Al oír su nombre, el animal se detuvo alerta frente a su amo, pues conocía bien su voz, pero como éste por segunda vez no hiciera el menor ademán por levantarse, comprendió que no lo llamaba para montarlo, no para acariciarlo, como solía hacerlo a menudo. Sin embargo, se quedó allí sosegadamente. —¿Qué te pasa? ¡Me parece que te has vuelto completamente loco! —dijo Luisa, abandonando la hamaca, sobresaltada. En su tono de voz notábase una mezcla de sorpresa y temor. —¿Loco, yo? —contestó firmemente Juvencio—. ¿Por qué he de estarlo? Este es mi rancho y éste es mi caballo. Yo ordeno en mi rancho lo que se me antoje igual como tú lo haces con los criados. Luego volvió a gritar furioso: —¡Prieto! ¿Dónde está el café que te pedí? Tomó nuevamente el arma en su mano, colocó el codo sobre la mesa y apuntó a la cabeza del animal. En el preciso instante en que disparaba, un fuerte golpe sobre la misma mesa en que se apoyaba le hizo desviar su puntería. El tiro, extraviado, no tuvo ocasión de causar daño alguno. —Aquí está el café —dijo Luisa, solícita y temblorosa—. ¿Te lo sirvo? Juvencio, con un aire de satisfacción en su cara, guardó la pistola en su funda y comenzó a tomar su café. Una vez que hubo terminado, colocó la taza sobre la bandeja, y, levantándose, gritó a Belario: —¡Ensilla el caballo! Voy a darle una vuelta al trapiche, a ver cómo van allá los muchachos. Al aparecer Belario a los pocos instantes, jalando el caballo ya ensillado, Juvencio, antes de montarlo, lo acarició afectuosamente, dándole unas palmaditas en el cuello. Luisa no regresó a su hamaca. Clavada al piso, parecía haber olvidado para qué sirven las sillas, y permanecía espantada, con la vista fija en todos los movimientos de Juvencio, quien cabalgaba hacia el portón de salida.De pronto éste rayó el caballo y, dirigiéndose a ella, le gritó autoritariamente: —Regreso a las seis y media. ¡Ten la cena lista a las siete! ¡En punto! —Y repitiendo con voz estentórea, agregó—: ¡He dicho en punto! Espoleó su caballo y salió a galope. Luisa no tuvo tiempo de contestar. Apretó los labios y tras un rato, confusa, se sentó en la silla que había ocupado antes Juvencio. Allí se quedó largo tiempo dibujando con la punta del zapato figuras imaginarias sobre el piso del corredor mientras por su mente desfilaban quién sabe cuantas reflexiones. De pronto, como volviendo en sí, iluminó su cara con una sonrisa y se levantó de su asiento. Fue directamente hacia la cocina.”

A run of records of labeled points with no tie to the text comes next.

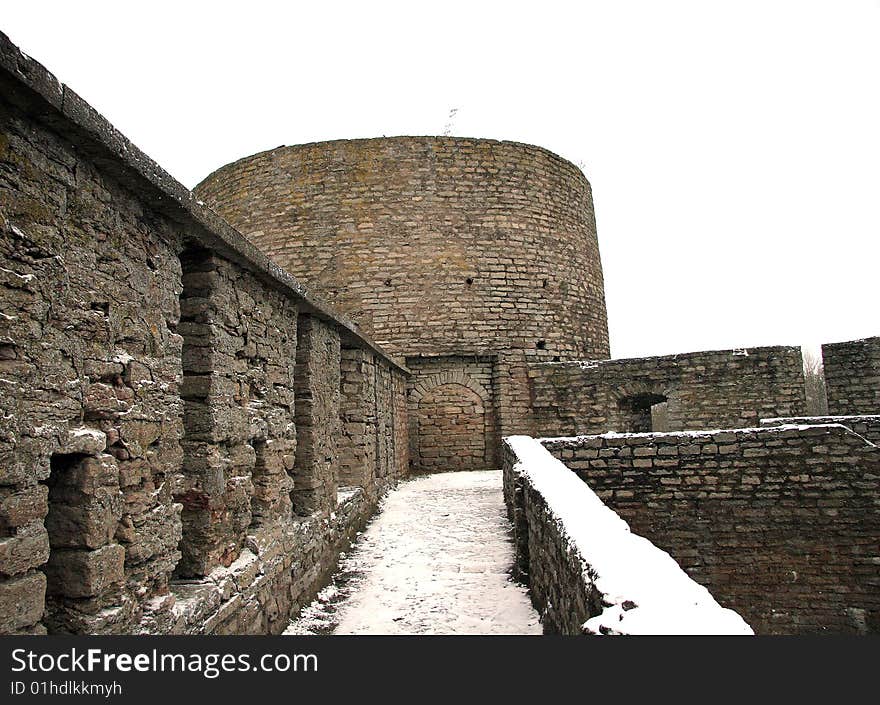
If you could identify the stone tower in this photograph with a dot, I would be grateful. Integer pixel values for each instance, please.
(470, 258)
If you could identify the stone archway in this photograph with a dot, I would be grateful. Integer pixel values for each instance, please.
(452, 424)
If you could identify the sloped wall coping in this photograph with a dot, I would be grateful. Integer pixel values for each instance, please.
(642, 589)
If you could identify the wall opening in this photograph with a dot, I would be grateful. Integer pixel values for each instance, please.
(261, 479)
(641, 413)
(196, 362)
(64, 535)
(85, 568)
(452, 429)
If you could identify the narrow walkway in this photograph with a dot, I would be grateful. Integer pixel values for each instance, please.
(435, 560)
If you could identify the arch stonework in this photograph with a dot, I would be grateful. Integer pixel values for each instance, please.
(448, 377)
(452, 422)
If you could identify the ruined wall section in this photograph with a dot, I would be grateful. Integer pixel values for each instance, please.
(852, 376)
(717, 389)
(90, 386)
(868, 427)
(621, 584)
(781, 524)
(99, 250)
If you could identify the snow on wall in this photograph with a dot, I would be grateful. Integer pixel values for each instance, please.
(588, 573)
(779, 523)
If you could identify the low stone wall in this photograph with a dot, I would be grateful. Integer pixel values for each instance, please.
(717, 389)
(587, 573)
(852, 376)
(780, 523)
(168, 396)
(866, 426)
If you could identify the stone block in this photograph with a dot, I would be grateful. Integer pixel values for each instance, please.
(77, 573)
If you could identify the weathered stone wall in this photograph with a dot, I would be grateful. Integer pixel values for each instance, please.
(239, 343)
(852, 376)
(867, 427)
(587, 573)
(781, 524)
(717, 389)
(149, 370)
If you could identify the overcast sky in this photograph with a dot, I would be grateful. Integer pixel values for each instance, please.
(733, 147)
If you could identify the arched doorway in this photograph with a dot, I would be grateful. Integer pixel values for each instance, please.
(451, 429)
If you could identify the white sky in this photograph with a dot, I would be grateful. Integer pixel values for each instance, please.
(733, 146)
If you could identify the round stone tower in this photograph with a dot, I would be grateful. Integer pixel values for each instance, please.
(470, 258)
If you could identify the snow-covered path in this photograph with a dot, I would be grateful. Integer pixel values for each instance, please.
(435, 560)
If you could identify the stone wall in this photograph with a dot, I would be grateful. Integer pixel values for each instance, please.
(852, 376)
(444, 247)
(587, 573)
(780, 523)
(718, 389)
(150, 380)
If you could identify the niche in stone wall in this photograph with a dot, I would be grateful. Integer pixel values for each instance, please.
(194, 491)
(85, 570)
(452, 417)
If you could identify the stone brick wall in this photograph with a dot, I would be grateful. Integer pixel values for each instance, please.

“Durante la cena se cruzaron muy pocas palabras. Cuando Juvencio hubo terminado se café y su ron, dobló la servilleta lenta y meticulosamente. Antes de abandonar el comedor dijo: —Estuvo muy buena la cena. Gracias —Que bueno que te agradó. —Con estas palabras, Luisa se levantó y se retiró a sus habitaciones.”

“Faltaban dos horas para la medianoche, cuando tocaron a la puerta de su recámara. —¡Pasa! —balbuceó Luisa con expectación. Juvencio entró. Se sentó a la orilla de la cama y, acariciándole la cabeza, dijo: —Qué bonito cabello tienes. —¿De veras? —Sí, y tú lo sabes. Pronunciando éstas palabras, cambió por completo su tono de voz. —¡Licha! —dijo con voz severa—. ¿Quién da las órdenes en esta casa?

Tú, Vencho. Tú, naturalmente —contestó Luisa, hundiéndose en los suaves almohadones. —¿Queda perfectamente aclarado? —Absolutamente. —Lo digo muy en serio. ¿Entiendes? —Sí, lo comprendí esta tarde. Por eso te llevé el café. Sabía que después de matar al Prieto seguirías conmigo… —Entonces que nunca se te olvide. —Pierde cuidado. ¿Qué puede hacer una débil mujer como yo? El la besó. Ella lo abrazó, atrayéndolo cariñosamente a su lado.”